Alam bebas membentang luas beserta isinya,
kutemukan kamu di antara belukar gelap yang kehadirannya tak pernah terlintas ada.
Membiarkan duri dan ilalang melilit raga ini sampai warnanya ungu menyala,
namun katanya ini asmara.
Nyawaku hampir terbang melanglang buana,
sepertinya tuhan memberiku tambahan tiga nyawa.
Tubuhku tetap merona meski penuh bekas luka.
Kutarik tanganmu menjauh dari sana,
sialnya kakiku terjerat jebakan pemburu yang semula terbuka, dan ini nyawa yang terakhir kalinya.
Kuseret raga rapuh ini seakan tak pernah ada rasa binasa, kamu yang menuntunnya.
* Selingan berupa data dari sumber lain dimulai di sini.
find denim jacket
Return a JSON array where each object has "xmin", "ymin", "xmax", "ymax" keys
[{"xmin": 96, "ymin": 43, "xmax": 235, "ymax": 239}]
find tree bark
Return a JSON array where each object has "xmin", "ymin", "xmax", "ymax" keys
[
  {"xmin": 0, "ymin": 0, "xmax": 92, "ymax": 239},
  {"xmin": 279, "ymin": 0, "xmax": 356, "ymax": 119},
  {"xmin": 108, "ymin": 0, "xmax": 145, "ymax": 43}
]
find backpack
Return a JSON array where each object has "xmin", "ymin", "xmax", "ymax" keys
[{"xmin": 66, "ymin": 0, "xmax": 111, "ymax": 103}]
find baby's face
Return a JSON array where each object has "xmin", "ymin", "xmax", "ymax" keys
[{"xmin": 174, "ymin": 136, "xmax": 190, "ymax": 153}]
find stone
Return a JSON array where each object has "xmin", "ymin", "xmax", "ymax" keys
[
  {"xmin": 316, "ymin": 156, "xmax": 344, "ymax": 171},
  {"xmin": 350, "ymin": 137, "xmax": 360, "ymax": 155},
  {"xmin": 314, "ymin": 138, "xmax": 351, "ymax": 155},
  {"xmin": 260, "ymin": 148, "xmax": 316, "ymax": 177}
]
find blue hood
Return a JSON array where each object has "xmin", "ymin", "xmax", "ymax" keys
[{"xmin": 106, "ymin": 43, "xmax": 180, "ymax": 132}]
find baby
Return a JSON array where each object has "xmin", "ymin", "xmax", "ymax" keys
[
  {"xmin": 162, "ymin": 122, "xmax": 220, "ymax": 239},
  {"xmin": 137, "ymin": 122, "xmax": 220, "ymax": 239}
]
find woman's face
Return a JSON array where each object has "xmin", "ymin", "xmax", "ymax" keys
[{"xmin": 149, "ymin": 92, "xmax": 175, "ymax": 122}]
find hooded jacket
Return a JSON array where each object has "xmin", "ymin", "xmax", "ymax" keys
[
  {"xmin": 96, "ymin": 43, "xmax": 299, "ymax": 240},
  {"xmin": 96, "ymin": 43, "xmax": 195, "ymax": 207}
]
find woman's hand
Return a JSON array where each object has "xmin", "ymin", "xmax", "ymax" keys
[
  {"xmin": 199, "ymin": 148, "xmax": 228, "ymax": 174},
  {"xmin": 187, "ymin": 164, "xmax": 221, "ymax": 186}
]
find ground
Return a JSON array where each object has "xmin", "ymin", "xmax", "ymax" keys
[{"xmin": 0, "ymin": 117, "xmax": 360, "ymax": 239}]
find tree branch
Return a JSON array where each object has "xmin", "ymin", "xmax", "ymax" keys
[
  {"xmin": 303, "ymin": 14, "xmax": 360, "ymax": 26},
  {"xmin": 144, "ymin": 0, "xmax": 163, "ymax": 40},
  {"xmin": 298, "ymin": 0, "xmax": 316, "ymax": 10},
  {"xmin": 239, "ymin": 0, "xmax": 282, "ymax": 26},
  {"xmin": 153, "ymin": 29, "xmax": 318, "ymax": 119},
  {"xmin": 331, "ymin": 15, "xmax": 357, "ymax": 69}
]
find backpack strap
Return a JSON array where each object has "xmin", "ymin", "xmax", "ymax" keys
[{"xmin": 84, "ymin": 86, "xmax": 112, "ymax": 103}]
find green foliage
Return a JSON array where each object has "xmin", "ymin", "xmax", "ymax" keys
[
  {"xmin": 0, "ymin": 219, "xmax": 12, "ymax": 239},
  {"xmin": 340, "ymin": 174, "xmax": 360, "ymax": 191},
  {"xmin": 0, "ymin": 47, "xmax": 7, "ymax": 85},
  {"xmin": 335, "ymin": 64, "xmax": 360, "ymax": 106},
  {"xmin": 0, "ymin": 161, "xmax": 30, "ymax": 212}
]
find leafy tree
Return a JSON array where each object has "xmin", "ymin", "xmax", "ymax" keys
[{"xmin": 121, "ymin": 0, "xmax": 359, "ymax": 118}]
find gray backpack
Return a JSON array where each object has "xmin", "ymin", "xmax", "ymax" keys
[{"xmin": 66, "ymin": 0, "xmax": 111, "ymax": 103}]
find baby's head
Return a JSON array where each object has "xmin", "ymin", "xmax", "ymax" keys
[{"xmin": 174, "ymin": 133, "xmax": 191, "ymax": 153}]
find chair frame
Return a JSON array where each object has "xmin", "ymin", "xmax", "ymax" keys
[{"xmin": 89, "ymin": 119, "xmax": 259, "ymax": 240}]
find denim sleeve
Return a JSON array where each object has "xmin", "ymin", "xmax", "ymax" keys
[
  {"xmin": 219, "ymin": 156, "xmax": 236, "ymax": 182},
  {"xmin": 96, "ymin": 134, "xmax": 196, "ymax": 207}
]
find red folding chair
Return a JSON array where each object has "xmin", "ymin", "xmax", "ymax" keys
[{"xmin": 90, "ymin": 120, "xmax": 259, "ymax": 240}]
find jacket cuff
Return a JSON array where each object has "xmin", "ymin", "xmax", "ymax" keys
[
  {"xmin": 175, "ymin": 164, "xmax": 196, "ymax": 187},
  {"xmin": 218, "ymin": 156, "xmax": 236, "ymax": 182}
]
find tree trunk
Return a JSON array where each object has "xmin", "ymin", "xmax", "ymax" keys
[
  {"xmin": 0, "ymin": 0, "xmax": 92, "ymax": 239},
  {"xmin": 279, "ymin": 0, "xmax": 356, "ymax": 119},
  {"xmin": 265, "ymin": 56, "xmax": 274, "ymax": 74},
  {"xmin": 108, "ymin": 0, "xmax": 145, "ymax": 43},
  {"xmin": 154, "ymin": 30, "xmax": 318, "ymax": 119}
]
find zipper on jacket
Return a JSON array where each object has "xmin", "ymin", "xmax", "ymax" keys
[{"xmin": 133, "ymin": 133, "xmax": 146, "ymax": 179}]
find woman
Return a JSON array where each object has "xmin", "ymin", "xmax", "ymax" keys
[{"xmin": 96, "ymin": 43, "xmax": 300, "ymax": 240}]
Selanjutnya kamu mengeluarkan sesuatu dari saku baju usangmu,
ternyata sebuah tali yang kau ramu dengan balutan bambu dan kayu.
Untuk apa tali itu?
Adegan selanjutnya rupanya bukan yang pembaca mau, karena kini tanganmu bergerak cepat mengikat tubuhku,
dan jeratan tali itu menambah masalah baru.
Aku. butuh. napas. baru.
Semuanya menjerat sampai rasanya sulit bergerak leluasa,
Katamu itu pertolongan pertama untuk mengobati bekas lukanya, namun mengapa rasanya bertambah cedera?
Aku terpenjara oleh seseorang yang telah kuselamatkan perasaannya.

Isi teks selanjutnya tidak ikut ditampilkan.